I have this code:
import pandas as pd
df = pd.DataFrame({'consumption': [10.51, 103.11, 55.48], 'co2_emissions': [37.2, 19.66, 1712]}, index=['Pork', 'Wheat Products', 'Beef'])
df['Max'] = df.idxmax(axis=1, skipna=True, numeric_only=True)
df
I need to find the n largest values. Here there is a technique using apply/lambda. But it returns error.
df.apply(lambda s: s.abs().nlargest(2).index.tolist(), axis=1,skipna=True, numeric_only=True)
TypeError: () got an unexpected keyword argument 'numeric_only'
Is there any way to obtain top N results using idxmax?
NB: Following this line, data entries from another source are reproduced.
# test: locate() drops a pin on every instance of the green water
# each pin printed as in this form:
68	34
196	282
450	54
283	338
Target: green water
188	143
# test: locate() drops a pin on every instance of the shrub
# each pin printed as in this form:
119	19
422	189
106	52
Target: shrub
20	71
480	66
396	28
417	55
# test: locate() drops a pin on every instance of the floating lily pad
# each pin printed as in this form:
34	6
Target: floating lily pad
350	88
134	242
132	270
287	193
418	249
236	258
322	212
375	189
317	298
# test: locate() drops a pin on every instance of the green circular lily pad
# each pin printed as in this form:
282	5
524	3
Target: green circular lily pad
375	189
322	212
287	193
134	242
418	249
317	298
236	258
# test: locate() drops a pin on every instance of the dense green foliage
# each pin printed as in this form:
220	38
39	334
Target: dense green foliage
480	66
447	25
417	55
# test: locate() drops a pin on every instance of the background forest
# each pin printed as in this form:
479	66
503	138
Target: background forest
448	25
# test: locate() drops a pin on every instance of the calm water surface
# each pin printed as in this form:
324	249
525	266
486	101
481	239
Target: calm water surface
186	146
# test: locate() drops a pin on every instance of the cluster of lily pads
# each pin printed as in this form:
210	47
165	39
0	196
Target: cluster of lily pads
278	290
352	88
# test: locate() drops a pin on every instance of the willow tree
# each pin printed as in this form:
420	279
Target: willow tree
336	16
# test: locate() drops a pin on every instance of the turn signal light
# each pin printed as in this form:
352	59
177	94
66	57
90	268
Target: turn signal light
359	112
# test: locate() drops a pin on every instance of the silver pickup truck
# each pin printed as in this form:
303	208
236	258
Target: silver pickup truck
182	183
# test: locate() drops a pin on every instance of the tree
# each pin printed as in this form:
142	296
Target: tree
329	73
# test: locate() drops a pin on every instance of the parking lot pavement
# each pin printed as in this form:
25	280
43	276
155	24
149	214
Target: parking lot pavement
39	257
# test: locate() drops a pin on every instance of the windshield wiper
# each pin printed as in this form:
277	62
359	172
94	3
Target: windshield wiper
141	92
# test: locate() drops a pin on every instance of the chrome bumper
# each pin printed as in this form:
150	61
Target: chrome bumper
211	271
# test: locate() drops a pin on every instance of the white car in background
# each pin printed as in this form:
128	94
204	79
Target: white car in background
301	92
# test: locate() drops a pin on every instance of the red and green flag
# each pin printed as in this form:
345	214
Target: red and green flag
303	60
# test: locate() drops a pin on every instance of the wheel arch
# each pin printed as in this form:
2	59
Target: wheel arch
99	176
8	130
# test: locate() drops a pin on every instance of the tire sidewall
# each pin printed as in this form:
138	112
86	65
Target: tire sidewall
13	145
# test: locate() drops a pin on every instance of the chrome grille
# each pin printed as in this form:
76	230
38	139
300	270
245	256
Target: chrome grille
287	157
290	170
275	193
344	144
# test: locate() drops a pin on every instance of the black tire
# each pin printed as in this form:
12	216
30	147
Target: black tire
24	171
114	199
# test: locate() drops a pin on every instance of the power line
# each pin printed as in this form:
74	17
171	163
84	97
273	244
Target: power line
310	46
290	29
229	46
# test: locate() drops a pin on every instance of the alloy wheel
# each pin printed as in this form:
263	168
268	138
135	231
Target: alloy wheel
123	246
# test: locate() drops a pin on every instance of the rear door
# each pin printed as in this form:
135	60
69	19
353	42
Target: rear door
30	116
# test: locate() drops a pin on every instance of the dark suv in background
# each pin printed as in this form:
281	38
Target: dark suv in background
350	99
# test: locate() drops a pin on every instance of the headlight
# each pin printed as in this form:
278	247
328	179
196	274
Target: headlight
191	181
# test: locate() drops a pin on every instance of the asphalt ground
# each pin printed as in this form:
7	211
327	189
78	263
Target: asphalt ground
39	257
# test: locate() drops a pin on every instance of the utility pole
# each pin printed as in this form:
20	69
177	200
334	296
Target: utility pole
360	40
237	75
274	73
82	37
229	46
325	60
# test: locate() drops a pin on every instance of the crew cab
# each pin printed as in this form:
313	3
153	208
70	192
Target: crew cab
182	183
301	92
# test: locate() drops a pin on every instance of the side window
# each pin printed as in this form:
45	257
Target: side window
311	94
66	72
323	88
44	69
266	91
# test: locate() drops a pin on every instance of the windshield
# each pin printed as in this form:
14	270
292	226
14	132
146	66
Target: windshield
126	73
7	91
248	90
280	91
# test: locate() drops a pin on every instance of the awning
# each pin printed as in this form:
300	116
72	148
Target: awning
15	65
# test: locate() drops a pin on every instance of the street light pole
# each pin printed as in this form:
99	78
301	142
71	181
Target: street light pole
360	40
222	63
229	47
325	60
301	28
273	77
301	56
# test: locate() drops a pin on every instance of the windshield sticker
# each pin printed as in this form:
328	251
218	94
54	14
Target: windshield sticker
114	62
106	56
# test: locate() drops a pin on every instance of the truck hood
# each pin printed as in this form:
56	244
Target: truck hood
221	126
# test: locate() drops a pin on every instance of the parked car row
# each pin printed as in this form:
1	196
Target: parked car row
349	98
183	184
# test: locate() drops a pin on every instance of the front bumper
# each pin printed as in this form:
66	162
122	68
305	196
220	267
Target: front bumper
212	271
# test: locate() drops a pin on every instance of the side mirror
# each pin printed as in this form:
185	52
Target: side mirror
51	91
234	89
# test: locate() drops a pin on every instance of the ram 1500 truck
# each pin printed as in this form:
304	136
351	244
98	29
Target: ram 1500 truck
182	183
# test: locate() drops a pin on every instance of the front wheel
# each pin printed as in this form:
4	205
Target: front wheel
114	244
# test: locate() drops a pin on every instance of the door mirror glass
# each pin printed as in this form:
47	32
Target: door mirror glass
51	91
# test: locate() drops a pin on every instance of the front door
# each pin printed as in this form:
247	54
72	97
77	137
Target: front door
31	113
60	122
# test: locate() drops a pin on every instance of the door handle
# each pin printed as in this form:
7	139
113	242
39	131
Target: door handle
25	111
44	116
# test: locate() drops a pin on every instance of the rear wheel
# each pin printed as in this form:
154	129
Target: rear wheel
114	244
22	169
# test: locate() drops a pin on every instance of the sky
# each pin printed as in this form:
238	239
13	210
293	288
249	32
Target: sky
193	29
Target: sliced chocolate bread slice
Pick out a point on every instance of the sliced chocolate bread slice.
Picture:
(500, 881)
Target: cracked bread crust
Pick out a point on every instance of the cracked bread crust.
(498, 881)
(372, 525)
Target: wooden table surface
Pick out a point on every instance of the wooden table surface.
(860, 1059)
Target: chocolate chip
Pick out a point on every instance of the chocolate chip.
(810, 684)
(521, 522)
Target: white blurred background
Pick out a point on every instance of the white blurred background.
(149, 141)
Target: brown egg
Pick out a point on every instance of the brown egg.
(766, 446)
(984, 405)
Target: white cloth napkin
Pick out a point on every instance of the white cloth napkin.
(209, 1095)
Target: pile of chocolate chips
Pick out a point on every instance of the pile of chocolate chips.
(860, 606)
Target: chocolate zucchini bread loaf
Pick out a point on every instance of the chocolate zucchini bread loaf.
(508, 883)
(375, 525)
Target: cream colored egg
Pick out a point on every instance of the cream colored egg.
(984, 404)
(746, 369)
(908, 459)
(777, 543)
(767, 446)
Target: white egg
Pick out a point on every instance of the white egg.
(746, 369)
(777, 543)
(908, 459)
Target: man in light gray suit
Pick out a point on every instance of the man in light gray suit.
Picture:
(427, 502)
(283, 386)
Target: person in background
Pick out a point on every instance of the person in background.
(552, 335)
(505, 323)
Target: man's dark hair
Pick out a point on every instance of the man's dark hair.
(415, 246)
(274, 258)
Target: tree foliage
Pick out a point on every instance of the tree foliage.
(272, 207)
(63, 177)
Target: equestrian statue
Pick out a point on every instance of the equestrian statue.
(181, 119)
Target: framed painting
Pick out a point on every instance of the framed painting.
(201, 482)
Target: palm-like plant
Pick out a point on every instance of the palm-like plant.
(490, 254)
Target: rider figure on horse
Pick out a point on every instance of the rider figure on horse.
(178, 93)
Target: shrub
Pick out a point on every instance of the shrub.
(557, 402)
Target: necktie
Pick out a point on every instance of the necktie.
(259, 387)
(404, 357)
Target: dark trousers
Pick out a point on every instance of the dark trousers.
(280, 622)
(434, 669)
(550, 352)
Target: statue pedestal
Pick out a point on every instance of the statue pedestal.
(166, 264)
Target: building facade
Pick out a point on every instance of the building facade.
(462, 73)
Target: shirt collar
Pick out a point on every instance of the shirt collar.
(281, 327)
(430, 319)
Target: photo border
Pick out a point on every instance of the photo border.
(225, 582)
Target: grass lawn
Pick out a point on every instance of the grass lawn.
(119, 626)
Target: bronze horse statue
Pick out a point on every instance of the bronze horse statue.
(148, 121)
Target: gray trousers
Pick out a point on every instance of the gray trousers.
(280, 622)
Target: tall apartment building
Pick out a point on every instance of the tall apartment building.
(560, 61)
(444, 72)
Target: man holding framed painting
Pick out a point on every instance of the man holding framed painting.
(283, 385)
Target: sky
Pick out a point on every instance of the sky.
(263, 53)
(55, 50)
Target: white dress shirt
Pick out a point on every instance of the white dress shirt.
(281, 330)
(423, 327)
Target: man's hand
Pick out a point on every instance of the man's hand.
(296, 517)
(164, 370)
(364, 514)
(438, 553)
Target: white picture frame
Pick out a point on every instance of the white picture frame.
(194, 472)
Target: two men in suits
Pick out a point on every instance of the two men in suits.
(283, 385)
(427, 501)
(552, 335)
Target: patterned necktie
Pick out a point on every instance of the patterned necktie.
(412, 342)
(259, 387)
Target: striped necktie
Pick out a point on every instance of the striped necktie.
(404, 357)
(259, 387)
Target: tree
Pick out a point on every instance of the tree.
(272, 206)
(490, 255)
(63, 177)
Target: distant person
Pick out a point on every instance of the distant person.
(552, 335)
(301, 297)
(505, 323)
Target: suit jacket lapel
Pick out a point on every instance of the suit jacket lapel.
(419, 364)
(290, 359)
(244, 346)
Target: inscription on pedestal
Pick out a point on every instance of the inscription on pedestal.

Is there any way to overcome this error got when using apply lambda method?
Your error is due to passing the skipna
and numeric_only
parameters to apply
.
You can fix it with:
(df.select_dtypes('number')
.apply(lambda s: s.dropna().abs().nlargest(2)
.index.tolist(), axis=1)
)
Output:
Pork [co2_emissions, consumption]
Wheat Products [consumption, co2_emissions]
Beef [co2_emissions, consumption]
dtype: object
A more efficient approach using numpy
N = 2
tmp = df.select_dtypes('number')
out = pd.Series(
np.take_along_axis(
tmp.columns.to_numpy()[:, None],
np.argpartition(tmp, -N)[:, -N:],
axis=0
)[:, ::-1].tolist(),
index=df.index,
)